Por Marco Matus, Docente de la Escuela de Gestión, Negocios, y Marítima

La situación sanitaria que afecta nuestro país, así como al resto del mundo, producto del Covid-19, ha implicado un impacto significativo en el desarrollo económico, debido a las medidas que se han adoptado en post del resguardo de la salud de la población, como las cuarentenas y toques de queda, los que han obligado al gobierno a generar paquetes de ayuda que las hagan sostenibles, con el consiguiente incremento en el gasto público. Es en este contexto que han surgido una serie de propuestas tendientes a aumentar la recaudación fiscal, entre las cuales encontramos la eliminación de algunas exenciones tributarias.

Para entender el por qué cada vez que se hace necesario aumentar los beneficios a la población, como es el caso que se vive actualmente en Chile, se hable de medidas tributarias, tenemos que hacer ver que el principal mecanismo que tiene el Estado para contar con los recursos que le permitan desarrollar sus políticas públicas, es el sistema tributario o de impuestos, por lo tanto, este sistema debiese estar en constante revisión ya que es el mecanismo de financiamiento de todos los servicios públicos tales como; educación, salud, seguridad, vivienda, entre otros.

En la actualidad se han discutido una serie de proyectos de ley orientados a aumentar los ingresos del fisco, principalmente para ir en ayuda de aquellas personas que la pandemia ha afectado directamente, uno de esos proyectos plantea la posibilidad de eliminar algunas exenciones tributarias, que en algún momento se utilizaron para beneficiar a ciertos sectores de la economía pero que, sin embargo, hoy en día no tendrían un asidero para continuar.

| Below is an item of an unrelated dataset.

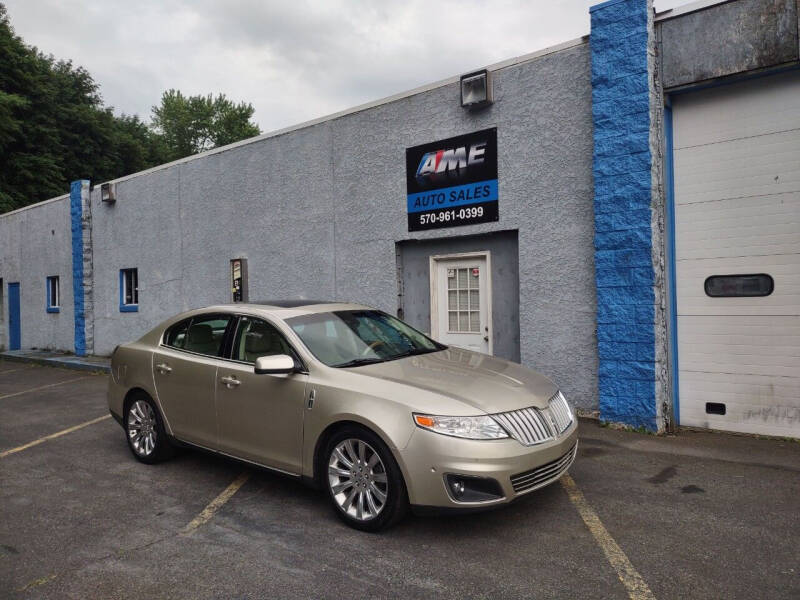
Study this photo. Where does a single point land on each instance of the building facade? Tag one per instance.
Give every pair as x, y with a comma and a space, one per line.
633, 229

Una exención tributaria corresponde a un beneficio directo ya sea a un tipo de contribuyente (exenciones personales) o a una actividad económica en específico (exenciones reales), que consiste en eximirse de la obligación de pago de impuestos ya sea de manera parcial o completa, cuya finalidad principal es ser un incentivo para el desarrollo de un sector económico específico, es así como tenemos exenciones asociadas al régimen de renta presunta, créditos especiales a la construcción, deducciones y créditos fiscales por donaciones y beneficios tributarios por ahorro e inversión. Dentro de este último se ha producido un gran debate ya que contempla la exención de impuestos para las ganancias en la venta de acciones con mayor presencia bursátil que cumpla con los requisitos establecidos en la ley, beneficio iniciado con la ley N° 19.768 del año 2001 y que hoy se contempla en el artículo 107 de la Ley de Impuesto a la Renta.

Si bien en sus inicios la idea de esta exención fue incentivar el mercado de capitales, un sector de gran relevancia dentro de la economía chilena, en el contexto actual se hace necesaria su revisión, ya que por una parte tenemos que la mayoría de sus beneficiarios son personas o empresas con un gran patrimonio, es decir, con capacidad de soportar la carga tributaria de dichas operaciones y por otro lado se ha transformado en una exigencia de justicia social, hemos visto cómo dentro de los últimos años la ciudadanía se ha manifestado en contra de todas las leyes que puedan significar una disparidad en el tratamiento de ciertos sectores, y este sería uno de esos casos, ya que si bien en algún momento, como se mencionó anteriormente, se justificaba el beneficio dentro del contexto de un impulso para el desarrollo económico, esto no debiese transformarse en una situación permanente. Nadie dice que los cambios deban hacerse de manera abrupta, ya que podrían ocasionar más problemas que beneficios, sin embargo, estudiar estas situaciones para generar proyectos de largo plazo tendientes ir eliminando estos beneficios de manera gradual, son sumamente necesarios y deben formar parte de los planes y políticas de gobierno.